ALY 6015 Intermediate Analytics Module 3 Assignment


Class ALY6015 – Intermediate Analytics

Module 3 Assignment: GLM and Logistic Regression


Overview and Rationale

In order to consolidate your theoretical knowledge into technique and skills with practical and applicational value, you will use the glm() function in R to fit a Logistic Regression model to perform classification.


Course Outcomes

This assignment is directly linked to the following key learning outcomes from the course syllabus:

●  Use “R” effectively to process, analyze and depict data

●  Develop more advanced models to interpret data

●  Use advanced generalized linear methods to answer strategic and operational questions

●  Prepare complex dataset for analysis

●  Use multivariable and logistic regression method to improve predictive outcomes


Submission Requirements

1. Complete paperwork in MS Word format (.docx) must include:

●  Title Page

o  Your name (as registered in Canvas)

o  Assignment name

o  Class number, name and CRN Number

o  Your contact information (NEU email)

●  Assignment summary section.(Explain assignment summary, plans, goals, dataset).

●  Each step of the research with supporting screenshots, charts, results generated by R code.

●  Explain each screen shot from the data standpoint.

●  Each output generated by R code must be present and explained in the paperwork.

●  Each output, chart, table, screenshot shown in the paperwork must have corresponding R code that generates it.

●  Final conclusions section. (Explain if goals were achieved as expected or not, summary of you findings about analyzed data).

  References (optional)

2. Complete R code file meet the following criteria:

●  Submitted in R script (.r file format). Only .r file format will be accepted.

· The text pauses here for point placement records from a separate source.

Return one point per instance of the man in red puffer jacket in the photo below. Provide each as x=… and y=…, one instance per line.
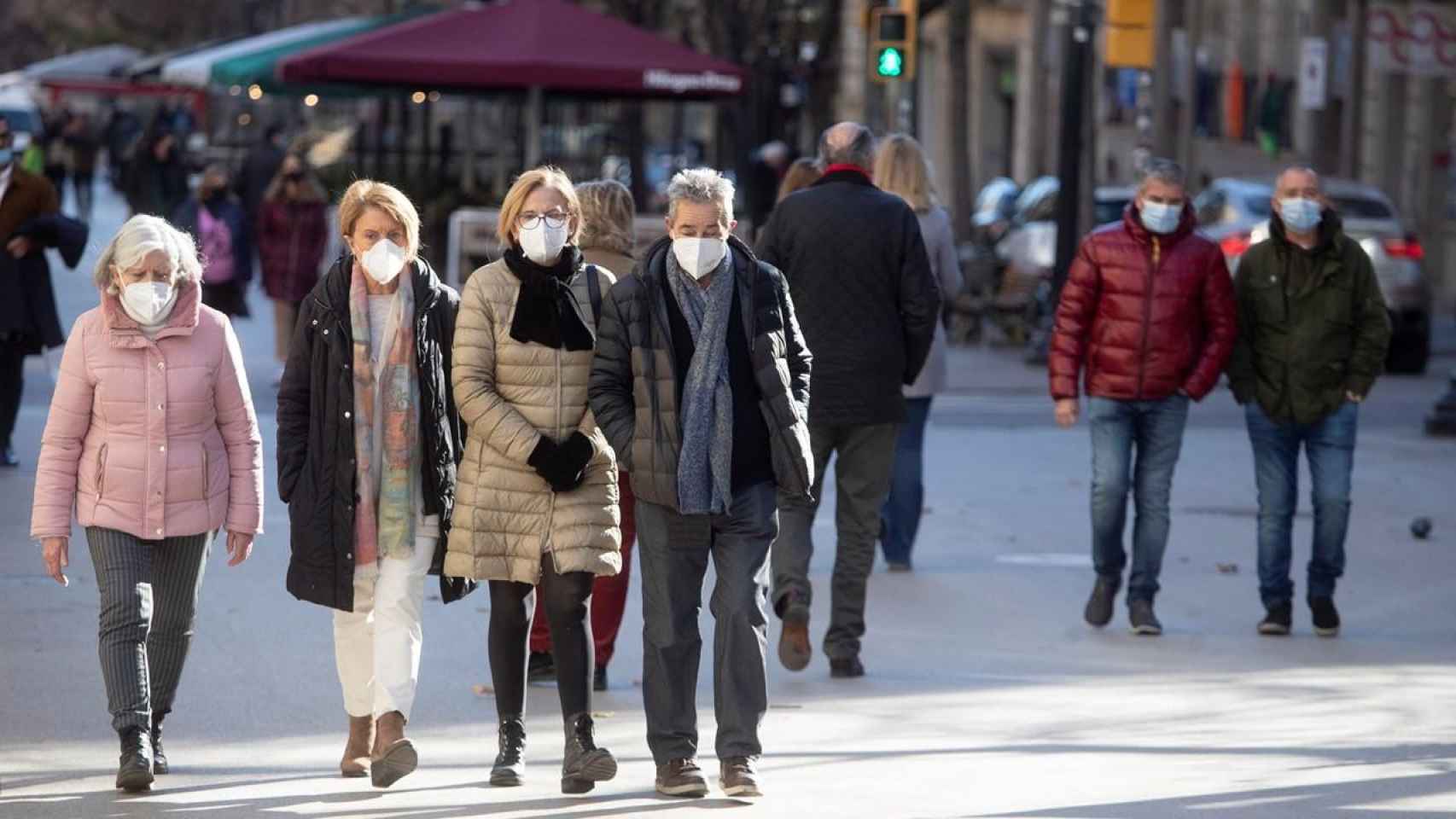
x=1148, y=311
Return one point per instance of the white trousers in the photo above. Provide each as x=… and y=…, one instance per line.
x=377, y=645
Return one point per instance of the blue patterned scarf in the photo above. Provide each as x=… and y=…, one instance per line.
x=705, y=464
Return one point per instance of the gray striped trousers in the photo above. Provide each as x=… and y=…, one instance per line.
x=148, y=614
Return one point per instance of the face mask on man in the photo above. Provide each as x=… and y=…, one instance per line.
x=544, y=241
x=383, y=261
x=149, y=303
x=1161, y=217
x=699, y=256
x=1299, y=214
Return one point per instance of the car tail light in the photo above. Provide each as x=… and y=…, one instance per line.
x=1235, y=245
x=1408, y=247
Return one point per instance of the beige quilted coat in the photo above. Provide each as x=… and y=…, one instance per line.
x=510, y=394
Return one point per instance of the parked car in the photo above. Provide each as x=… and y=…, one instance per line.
x=1235, y=212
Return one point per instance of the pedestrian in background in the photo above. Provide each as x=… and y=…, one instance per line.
x=153, y=441
x=901, y=169
x=539, y=482
x=870, y=303
x=293, y=230
x=1313, y=334
x=156, y=177
x=216, y=218
x=28, y=317
x=369, y=441
x=1148, y=313
x=699, y=354
x=608, y=233
x=84, y=144
x=802, y=173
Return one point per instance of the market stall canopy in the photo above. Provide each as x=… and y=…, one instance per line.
x=195, y=68
x=259, y=66
x=101, y=61
x=519, y=44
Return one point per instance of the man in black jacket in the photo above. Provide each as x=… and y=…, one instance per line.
x=701, y=383
x=859, y=272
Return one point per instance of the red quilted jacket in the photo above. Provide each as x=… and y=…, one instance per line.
x=1144, y=315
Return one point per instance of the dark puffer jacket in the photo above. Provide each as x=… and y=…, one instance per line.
x=633, y=381
x=1148, y=316
x=1305, y=344
x=317, y=470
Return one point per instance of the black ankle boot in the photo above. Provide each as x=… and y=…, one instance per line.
x=134, y=773
x=584, y=764
x=510, y=761
x=159, y=758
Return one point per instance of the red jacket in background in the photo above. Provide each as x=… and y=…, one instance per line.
x=1144, y=315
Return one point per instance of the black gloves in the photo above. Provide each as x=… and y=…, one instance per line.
x=562, y=464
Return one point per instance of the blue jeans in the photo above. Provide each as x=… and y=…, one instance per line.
x=1330, y=444
x=900, y=518
x=1155, y=431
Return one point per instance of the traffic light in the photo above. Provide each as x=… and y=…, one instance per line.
x=893, y=43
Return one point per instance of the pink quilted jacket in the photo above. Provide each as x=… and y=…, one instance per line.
x=150, y=439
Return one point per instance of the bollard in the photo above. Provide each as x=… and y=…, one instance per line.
x=1441, y=422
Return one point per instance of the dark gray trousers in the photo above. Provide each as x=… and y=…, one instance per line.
x=148, y=614
x=866, y=456
x=673, y=552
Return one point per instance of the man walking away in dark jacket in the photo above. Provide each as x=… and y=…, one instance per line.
x=1312, y=340
x=868, y=301
x=1148, y=313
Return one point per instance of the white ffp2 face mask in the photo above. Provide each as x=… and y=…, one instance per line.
x=544, y=241
x=149, y=303
x=699, y=256
x=383, y=261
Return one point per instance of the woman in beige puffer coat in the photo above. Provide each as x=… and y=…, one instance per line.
x=538, y=493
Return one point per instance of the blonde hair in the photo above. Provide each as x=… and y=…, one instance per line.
x=367, y=194
x=136, y=241
x=802, y=173
x=526, y=183
x=901, y=169
x=608, y=212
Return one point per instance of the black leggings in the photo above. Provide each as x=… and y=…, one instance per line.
x=565, y=601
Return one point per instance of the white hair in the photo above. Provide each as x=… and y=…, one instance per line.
x=140, y=236
x=701, y=185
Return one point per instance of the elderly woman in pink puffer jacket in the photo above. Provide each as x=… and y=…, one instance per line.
x=153, y=441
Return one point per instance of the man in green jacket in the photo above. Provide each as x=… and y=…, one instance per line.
x=1312, y=340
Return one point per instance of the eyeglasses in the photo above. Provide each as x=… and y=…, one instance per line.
x=529, y=220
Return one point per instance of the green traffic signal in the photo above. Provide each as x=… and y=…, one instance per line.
x=891, y=61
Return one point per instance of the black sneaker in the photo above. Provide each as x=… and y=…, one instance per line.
x=1144, y=620
x=540, y=666
x=1099, y=606
x=1278, y=620
x=1325, y=617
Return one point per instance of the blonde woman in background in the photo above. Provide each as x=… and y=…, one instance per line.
x=901, y=169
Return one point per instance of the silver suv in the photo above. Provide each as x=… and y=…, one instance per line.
x=1235, y=212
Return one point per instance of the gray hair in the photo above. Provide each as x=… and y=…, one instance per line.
x=701, y=185
x=1163, y=171
x=847, y=142
x=138, y=237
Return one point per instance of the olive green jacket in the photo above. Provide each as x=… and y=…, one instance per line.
x=1303, y=348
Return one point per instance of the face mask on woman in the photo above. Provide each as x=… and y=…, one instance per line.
x=1299, y=214
x=1161, y=217
x=149, y=303
x=544, y=241
x=699, y=256
x=383, y=261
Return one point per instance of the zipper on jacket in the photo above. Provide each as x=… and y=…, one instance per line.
x=1148, y=313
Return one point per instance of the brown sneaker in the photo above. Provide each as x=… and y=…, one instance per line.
x=682, y=777
x=738, y=777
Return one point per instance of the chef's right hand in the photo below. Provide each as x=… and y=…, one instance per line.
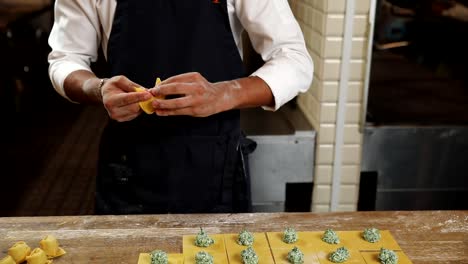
x=121, y=100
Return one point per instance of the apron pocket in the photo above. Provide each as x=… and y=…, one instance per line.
x=185, y=173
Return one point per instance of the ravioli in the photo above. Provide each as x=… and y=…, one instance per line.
x=51, y=247
x=38, y=256
x=147, y=106
x=7, y=260
x=19, y=251
x=145, y=258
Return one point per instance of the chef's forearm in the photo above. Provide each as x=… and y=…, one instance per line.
x=251, y=92
x=83, y=87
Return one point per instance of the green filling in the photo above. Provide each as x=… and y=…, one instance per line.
x=295, y=256
x=158, y=257
x=245, y=238
x=290, y=235
x=203, y=240
x=330, y=237
x=371, y=235
x=340, y=255
x=387, y=256
x=203, y=257
x=249, y=256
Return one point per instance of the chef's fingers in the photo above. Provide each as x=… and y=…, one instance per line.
x=175, y=89
x=123, y=99
x=183, y=111
x=125, y=113
x=184, y=78
x=124, y=83
x=177, y=103
x=127, y=118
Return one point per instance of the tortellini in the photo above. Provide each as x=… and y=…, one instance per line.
x=7, y=260
x=38, y=256
x=19, y=251
x=51, y=247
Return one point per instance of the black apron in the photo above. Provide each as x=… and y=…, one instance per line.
x=172, y=164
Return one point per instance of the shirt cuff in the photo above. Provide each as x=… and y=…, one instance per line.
x=59, y=71
x=283, y=80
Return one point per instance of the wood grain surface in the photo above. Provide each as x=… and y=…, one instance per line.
x=425, y=236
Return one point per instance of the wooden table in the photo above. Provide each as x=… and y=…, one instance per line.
x=425, y=236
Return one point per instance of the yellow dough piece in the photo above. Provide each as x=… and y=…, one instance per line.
x=51, y=247
x=315, y=242
x=276, y=241
x=220, y=258
x=386, y=241
x=147, y=106
x=373, y=257
x=264, y=256
x=38, y=256
x=7, y=260
x=281, y=256
x=19, y=251
x=145, y=258
x=354, y=257
x=260, y=242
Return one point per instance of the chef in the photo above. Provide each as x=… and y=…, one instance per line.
x=184, y=157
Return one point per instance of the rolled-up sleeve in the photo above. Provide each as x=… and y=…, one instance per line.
x=276, y=36
x=74, y=40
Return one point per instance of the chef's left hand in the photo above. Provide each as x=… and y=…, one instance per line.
x=199, y=97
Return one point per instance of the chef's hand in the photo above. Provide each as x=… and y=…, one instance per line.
x=121, y=100
x=198, y=97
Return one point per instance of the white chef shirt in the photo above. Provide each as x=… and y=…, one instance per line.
x=82, y=25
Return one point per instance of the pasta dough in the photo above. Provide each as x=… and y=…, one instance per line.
x=7, y=260
x=281, y=257
x=19, y=251
x=373, y=257
x=145, y=258
x=147, y=106
x=51, y=247
x=38, y=256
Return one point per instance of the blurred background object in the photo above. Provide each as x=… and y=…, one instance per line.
x=416, y=134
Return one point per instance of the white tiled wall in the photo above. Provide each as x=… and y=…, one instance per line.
x=322, y=22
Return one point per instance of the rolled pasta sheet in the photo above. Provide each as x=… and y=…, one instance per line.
x=19, y=251
x=51, y=247
x=38, y=256
x=7, y=260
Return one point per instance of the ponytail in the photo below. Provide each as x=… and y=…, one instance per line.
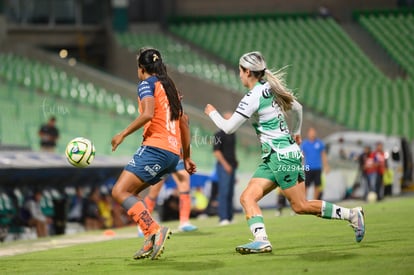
x=255, y=62
x=150, y=59
x=283, y=97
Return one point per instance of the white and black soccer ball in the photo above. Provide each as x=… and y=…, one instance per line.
x=80, y=152
x=372, y=197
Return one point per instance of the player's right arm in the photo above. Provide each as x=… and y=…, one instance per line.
x=146, y=115
x=190, y=166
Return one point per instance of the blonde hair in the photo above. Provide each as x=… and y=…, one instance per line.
x=255, y=62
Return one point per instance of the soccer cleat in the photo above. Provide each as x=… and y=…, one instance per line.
x=187, y=227
x=255, y=247
x=358, y=223
x=146, y=249
x=159, y=239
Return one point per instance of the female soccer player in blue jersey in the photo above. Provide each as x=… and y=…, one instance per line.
x=166, y=133
x=266, y=103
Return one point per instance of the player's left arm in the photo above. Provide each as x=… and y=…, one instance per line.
x=325, y=164
x=297, y=121
x=147, y=104
x=230, y=125
x=190, y=166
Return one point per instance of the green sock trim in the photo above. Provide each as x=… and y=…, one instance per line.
x=255, y=219
x=327, y=213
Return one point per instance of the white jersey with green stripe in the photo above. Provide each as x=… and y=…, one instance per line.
x=268, y=120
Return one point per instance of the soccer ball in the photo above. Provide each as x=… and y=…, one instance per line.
x=80, y=152
x=372, y=197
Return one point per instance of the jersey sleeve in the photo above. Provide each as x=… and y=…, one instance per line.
x=145, y=89
x=248, y=105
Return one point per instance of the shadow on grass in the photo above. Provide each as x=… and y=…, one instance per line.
x=169, y=265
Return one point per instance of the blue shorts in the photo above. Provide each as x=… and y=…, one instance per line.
x=180, y=166
x=152, y=164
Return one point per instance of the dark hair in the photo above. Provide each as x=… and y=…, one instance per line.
x=150, y=60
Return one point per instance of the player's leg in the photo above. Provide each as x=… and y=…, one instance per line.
x=325, y=209
x=255, y=190
x=317, y=179
x=182, y=179
x=224, y=185
x=151, y=198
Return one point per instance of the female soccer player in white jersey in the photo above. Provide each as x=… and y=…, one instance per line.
x=266, y=103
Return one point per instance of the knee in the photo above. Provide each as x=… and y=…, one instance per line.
x=115, y=193
x=244, y=199
x=299, y=207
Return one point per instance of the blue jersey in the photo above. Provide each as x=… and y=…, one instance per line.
x=312, y=151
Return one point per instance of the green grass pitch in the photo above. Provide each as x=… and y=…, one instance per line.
x=301, y=245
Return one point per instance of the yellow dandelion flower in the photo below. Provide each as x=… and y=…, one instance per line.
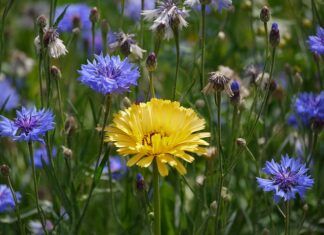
x=158, y=130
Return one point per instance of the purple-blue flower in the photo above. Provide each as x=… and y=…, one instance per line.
x=75, y=14
x=309, y=108
x=29, y=125
x=41, y=153
x=286, y=179
x=109, y=74
x=7, y=202
x=8, y=95
x=316, y=43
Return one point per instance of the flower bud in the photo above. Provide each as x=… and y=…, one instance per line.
x=4, y=169
x=41, y=21
x=274, y=37
x=94, y=15
x=56, y=72
x=265, y=14
x=151, y=62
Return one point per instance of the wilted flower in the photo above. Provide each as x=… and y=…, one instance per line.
x=29, y=125
x=76, y=15
x=7, y=201
x=150, y=131
x=167, y=16
x=316, y=43
x=109, y=74
x=218, y=82
x=286, y=179
x=52, y=42
x=127, y=45
x=9, y=97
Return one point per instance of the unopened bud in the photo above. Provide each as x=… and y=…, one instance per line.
x=56, y=72
x=265, y=14
x=94, y=15
x=274, y=37
x=151, y=62
x=4, y=169
x=67, y=153
x=41, y=21
x=241, y=142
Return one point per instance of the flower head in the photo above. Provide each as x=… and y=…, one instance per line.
x=76, y=15
x=29, y=125
x=167, y=17
x=127, y=45
x=150, y=131
x=109, y=74
x=7, y=202
x=316, y=43
x=309, y=108
x=286, y=179
x=9, y=97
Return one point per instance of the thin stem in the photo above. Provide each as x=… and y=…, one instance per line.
x=151, y=85
x=203, y=41
x=220, y=155
x=31, y=153
x=287, y=218
x=93, y=185
x=176, y=39
x=156, y=195
x=21, y=228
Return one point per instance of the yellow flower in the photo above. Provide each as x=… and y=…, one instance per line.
x=158, y=130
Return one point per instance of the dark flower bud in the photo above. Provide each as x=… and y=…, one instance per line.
x=151, y=62
x=274, y=37
x=140, y=183
x=56, y=72
x=4, y=169
x=94, y=15
x=265, y=14
x=41, y=21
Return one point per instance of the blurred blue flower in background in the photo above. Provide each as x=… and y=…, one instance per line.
x=29, y=125
x=7, y=202
x=8, y=95
x=109, y=74
x=286, y=179
x=76, y=15
x=316, y=43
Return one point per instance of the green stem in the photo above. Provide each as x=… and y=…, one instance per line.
x=151, y=85
x=93, y=185
x=157, y=205
x=21, y=228
x=203, y=42
x=176, y=38
x=220, y=155
x=31, y=153
x=287, y=218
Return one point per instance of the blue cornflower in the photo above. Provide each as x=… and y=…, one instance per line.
x=117, y=166
x=41, y=153
x=29, y=125
x=7, y=202
x=109, y=74
x=316, y=43
x=286, y=179
x=309, y=108
x=76, y=15
x=8, y=95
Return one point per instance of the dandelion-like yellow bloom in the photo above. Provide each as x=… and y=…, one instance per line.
x=158, y=130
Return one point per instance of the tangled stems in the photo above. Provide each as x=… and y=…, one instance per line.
x=21, y=228
x=31, y=153
x=219, y=196
x=176, y=38
x=157, y=205
x=94, y=183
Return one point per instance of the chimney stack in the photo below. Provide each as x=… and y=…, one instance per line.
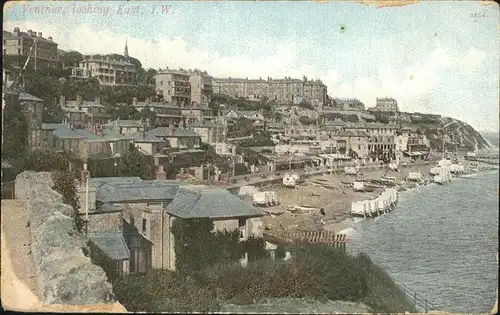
x=160, y=174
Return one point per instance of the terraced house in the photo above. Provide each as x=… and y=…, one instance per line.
x=166, y=113
x=140, y=213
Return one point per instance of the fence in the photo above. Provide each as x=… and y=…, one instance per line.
x=418, y=301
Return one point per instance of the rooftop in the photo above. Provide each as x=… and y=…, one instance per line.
x=176, y=132
x=28, y=97
x=210, y=203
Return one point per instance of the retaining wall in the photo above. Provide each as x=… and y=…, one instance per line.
x=64, y=274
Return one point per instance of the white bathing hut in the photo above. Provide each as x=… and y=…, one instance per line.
x=290, y=180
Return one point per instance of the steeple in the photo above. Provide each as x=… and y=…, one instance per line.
x=126, y=49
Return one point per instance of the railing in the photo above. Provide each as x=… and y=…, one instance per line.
x=418, y=301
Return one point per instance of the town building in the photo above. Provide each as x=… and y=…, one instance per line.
x=386, y=104
x=32, y=108
x=201, y=87
x=174, y=85
x=166, y=113
x=126, y=127
x=348, y=104
x=18, y=43
x=177, y=138
x=210, y=132
x=142, y=213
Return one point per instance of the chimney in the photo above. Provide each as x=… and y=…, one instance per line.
x=160, y=174
x=85, y=173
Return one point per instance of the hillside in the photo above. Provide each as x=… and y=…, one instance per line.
x=491, y=137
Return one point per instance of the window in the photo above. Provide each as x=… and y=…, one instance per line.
x=242, y=223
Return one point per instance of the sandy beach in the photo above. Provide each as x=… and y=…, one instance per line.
x=330, y=192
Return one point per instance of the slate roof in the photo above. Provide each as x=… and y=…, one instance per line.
x=23, y=96
x=112, y=244
x=6, y=165
x=138, y=137
x=52, y=126
x=130, y=189
x=67, y=133
x=124, y=123
x=10, y=35
x=113, y=135
x=217, y=203
x=89, y=136
x=72, y=109
x=85, y=104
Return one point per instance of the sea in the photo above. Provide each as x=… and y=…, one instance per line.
x=440, y=241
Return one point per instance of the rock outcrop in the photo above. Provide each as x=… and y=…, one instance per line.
x=64, y=274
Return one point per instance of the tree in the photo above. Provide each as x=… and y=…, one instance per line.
x=134, y=163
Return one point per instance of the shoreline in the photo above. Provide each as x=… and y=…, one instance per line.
x=299, y=207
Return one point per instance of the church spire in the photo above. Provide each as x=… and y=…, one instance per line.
x=126, y=49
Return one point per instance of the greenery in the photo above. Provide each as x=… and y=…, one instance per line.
x=320, y=272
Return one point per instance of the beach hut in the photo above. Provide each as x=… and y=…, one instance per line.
x=373, y=207
x=358, y=186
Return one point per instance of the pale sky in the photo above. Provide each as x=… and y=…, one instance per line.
x=432, y=56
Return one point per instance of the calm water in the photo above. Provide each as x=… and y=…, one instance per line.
x=441, y=241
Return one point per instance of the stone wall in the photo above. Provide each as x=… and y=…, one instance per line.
x=64, y=274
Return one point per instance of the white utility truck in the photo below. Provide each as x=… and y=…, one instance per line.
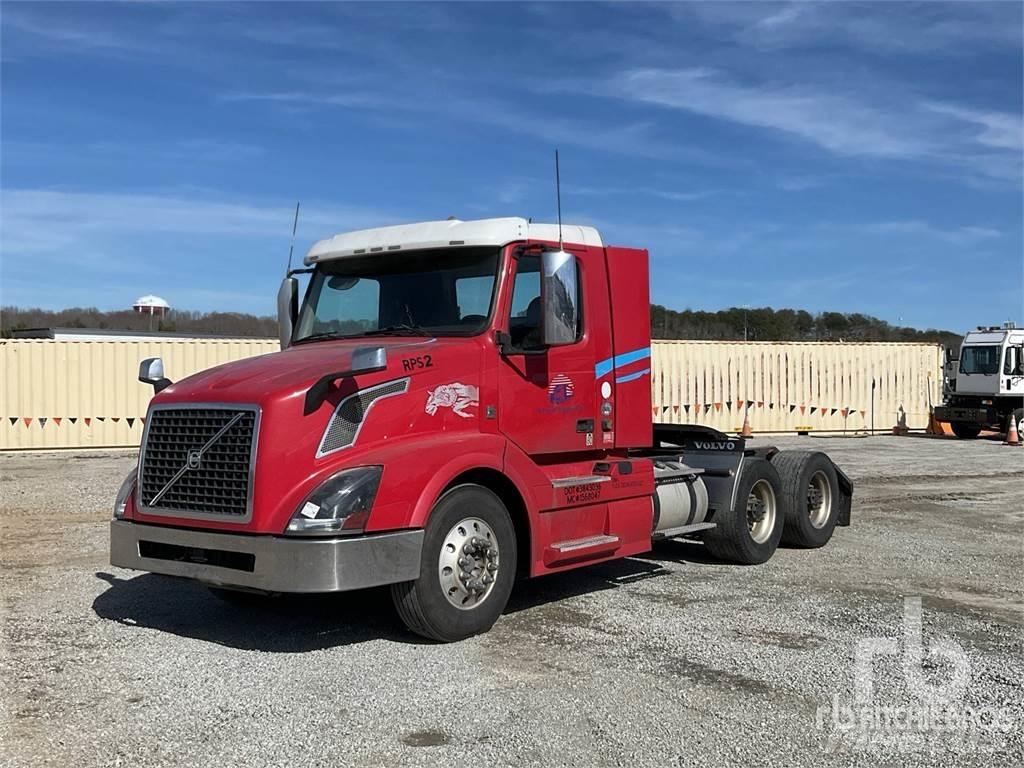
x=989, y=385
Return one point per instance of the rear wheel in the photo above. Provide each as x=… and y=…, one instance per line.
x=750, y=532
x=964, y=430
x=466, y=569
x=1018, y=415
x=811, y=487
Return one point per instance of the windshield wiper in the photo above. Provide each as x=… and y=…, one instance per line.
x=325, y=335
x=401, y=329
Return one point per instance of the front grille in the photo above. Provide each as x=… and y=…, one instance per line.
x=347, y=418
x=218, y=482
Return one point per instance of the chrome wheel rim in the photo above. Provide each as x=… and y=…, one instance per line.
x=761, y=511
x=818, y=499
x=468, y=563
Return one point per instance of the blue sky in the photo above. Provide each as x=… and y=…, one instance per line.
x=824, y=156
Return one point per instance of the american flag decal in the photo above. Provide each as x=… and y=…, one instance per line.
x=560, y=389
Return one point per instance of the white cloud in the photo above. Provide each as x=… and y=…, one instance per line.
x=879, y=123
x=970, y=235
x=49, y=221
x=834, y=122
x=998, y=129
x=953, y=29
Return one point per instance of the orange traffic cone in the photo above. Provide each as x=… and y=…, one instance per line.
x=1012, y=437
x=745, y=431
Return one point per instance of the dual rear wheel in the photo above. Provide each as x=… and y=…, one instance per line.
x=793, y=499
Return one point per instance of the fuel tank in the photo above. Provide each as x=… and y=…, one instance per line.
x=681, y=497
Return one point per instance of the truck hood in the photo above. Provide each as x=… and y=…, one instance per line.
x=292, y=372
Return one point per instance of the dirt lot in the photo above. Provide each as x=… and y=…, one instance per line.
x=670, y=658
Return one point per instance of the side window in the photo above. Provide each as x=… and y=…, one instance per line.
x=525, y=321
x=1014, y=361
x=473, y=296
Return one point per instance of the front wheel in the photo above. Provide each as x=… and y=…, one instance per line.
x=750, y=534
x=467, y=567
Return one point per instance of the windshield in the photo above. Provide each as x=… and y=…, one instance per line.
x=445, y=292
x=981, y=358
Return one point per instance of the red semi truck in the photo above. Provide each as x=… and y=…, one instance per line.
x=457, y=403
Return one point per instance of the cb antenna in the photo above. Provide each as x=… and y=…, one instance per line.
x=291, y=248
x=558, y=195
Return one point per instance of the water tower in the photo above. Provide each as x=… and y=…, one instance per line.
x=152, y=305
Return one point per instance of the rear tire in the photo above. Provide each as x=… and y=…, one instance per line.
x=1018, y=415
x=751, y=532
x=811, y=489
x=964, y=430
x=468, y=540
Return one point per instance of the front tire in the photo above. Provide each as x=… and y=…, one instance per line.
x=467, y=567
x=964, y=430
x=811, y=487
x=750, y=534
x=1019, y=416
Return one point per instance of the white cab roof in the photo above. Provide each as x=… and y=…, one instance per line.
x=427, y=235
x=994, y=336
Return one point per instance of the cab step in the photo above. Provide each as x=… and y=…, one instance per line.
x=581, y=549
x=660, y=536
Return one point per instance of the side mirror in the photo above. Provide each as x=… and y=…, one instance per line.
x=151, y=371
x=559, y=297
x=288, y=310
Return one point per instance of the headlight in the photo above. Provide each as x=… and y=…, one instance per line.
x=340, y=505
x=124, y=493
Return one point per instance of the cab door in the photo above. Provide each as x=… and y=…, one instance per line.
x=548, y=397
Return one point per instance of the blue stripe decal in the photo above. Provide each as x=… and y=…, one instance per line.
x=631, y=377
x=606, y=367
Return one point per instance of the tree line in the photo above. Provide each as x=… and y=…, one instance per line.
x=762, y=324
x=765, y=324
x=176, y=321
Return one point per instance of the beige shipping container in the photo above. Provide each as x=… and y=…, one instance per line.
x=56, y=394
x=795, y=386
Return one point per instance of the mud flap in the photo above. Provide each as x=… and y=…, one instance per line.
x=846, y=497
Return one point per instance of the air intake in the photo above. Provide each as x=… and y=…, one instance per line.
x=348, y=417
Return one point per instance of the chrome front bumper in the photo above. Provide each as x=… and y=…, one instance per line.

●  Each line of code must be commented. (Explain why do you execute this line of code, not what the command does).

●  Code must be runnable on any computer. Any errors in executing R code will results in significant points deduction. (Follow the guidelines provided in the class and user R code examples provided in Canvas)

3. Submit dataset(s) used in the research.


Assignment Summary

Use the College dataset from the ISLR library to build a logistic regression model to predict whether a university is private or public.


Instructions

1.  Import the dataset and perform Exploratory Data Analysis by using descriptive statistics and plots to describe the dataset.

2.  Split the data into a train and test set – refer to the Feature_Selection_R.pdf document for information on how to split a dataset.

3.  Use the glm() function in the ‘stats’ package to fit a logistic regression model to the training set using at least two predictors.

4.  Create a confusion matrix and report the results of your model for the train set. Interpret and discuss the confusion matrix.

5.  Which misclassifications are more damaging for the analysis, False Positives or False Negatives?

6.  Report and interpret metrics for Accuracy, Precision, Recall, and Specificity.

7.  Create a confusion matrix and report the results of your model for the test set.

8.  Plot and interpret the ROC curve from the data standpoint.

9.  Calculate and interpret the AUC from the data standpoint.